BALB/c mice were infected with P. aeruginosa via the intratracheal route and treated with TM1, TM5, TM6, or ciprofloxacin. A modified Karnofsky score was used to score any adverse effects observed over the course of the infection. A Average overall Karnofsky scores for each group of mice tested from 0 h to 72 h, with variance represented as SD. B Average Karnofsky scores for each group of mice over time, split into various categories tested. Columns marked with an ‘X’ indicate where a mouse was sacrificed ahead of schedule.

Fig. 9. Bacterial burdens of P. aeruginosa Xen41-infected mice following treatment with peptoid or antibiotic.

CFUs taken from sacrifice of day 1 mice. A CFUs/ml of Xen41 in the lungs of mice from varying treatment groups. B CFUs/ml of Xen41 in the spleen of mice from varying treatment groups. For all graphs, p-values are compared to the average of untreated mice. The line across represents the average of all data points within the group.

Fig. 10. IVIS imaging of treated and untreated mice at 24 h post-infection.

Images were collected using the same scale of radiance for all mice tested. Each group of mice initially sacrificed were imaged together. An additional mouse in the TM6 group was imaged later using the same scale of radiance as it met the euthanization criteria.
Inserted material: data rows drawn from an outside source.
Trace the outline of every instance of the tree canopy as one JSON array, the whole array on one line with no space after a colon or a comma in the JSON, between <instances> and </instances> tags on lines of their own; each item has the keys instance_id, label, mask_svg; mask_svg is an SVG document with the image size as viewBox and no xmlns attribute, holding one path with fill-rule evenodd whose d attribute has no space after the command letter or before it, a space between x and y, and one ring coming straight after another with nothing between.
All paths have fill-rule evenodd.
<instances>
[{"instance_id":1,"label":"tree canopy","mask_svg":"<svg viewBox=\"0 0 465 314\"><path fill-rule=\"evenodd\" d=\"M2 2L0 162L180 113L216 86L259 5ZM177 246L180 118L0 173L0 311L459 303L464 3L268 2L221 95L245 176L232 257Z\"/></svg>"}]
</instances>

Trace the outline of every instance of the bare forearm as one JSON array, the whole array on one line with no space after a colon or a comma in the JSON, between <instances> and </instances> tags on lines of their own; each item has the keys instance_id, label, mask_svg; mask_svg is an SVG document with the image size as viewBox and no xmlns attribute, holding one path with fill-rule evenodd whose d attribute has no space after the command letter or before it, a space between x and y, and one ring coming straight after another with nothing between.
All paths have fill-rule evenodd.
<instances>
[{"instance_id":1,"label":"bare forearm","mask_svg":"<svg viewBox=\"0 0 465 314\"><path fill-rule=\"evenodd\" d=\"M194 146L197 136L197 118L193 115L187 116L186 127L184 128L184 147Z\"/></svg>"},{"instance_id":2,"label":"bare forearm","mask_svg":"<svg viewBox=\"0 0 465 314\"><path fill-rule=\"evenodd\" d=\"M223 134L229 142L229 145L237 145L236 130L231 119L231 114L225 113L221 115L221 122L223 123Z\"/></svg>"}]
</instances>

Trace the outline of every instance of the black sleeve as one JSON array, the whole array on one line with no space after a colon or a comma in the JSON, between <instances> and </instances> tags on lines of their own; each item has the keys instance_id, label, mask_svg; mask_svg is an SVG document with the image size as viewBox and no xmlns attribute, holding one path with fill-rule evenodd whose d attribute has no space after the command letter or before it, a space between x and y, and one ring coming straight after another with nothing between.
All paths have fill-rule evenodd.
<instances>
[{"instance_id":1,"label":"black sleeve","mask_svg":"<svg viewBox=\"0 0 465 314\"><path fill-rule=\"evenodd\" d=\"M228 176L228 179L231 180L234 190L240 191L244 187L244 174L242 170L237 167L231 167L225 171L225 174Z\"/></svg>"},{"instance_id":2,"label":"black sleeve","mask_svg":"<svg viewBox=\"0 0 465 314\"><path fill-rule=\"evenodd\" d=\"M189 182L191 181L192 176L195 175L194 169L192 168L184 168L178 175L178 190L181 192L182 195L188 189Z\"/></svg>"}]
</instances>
Fig. 11. Histological analysis of treated and untreated mice.

Breakdown of histology scoring as A averages of groups with standard error for each category. C Neutrophil counts per mm² for histology sections with standard error via computational analysis. Breakdown of histology scoring as B individual scoring across several categories for each mouse sacrificed at day 1.

Fig. 12. Histology sectioning of lungs for representative mice in each treatment group.

Histology of H&E-stained tissue sections of lungs for representative mice in each group. Insets are increased magnification of the box seen in the larger image. The short bar, in the inset, is equivalent to 50 μm and the longer bar is equivalent to 500 μm.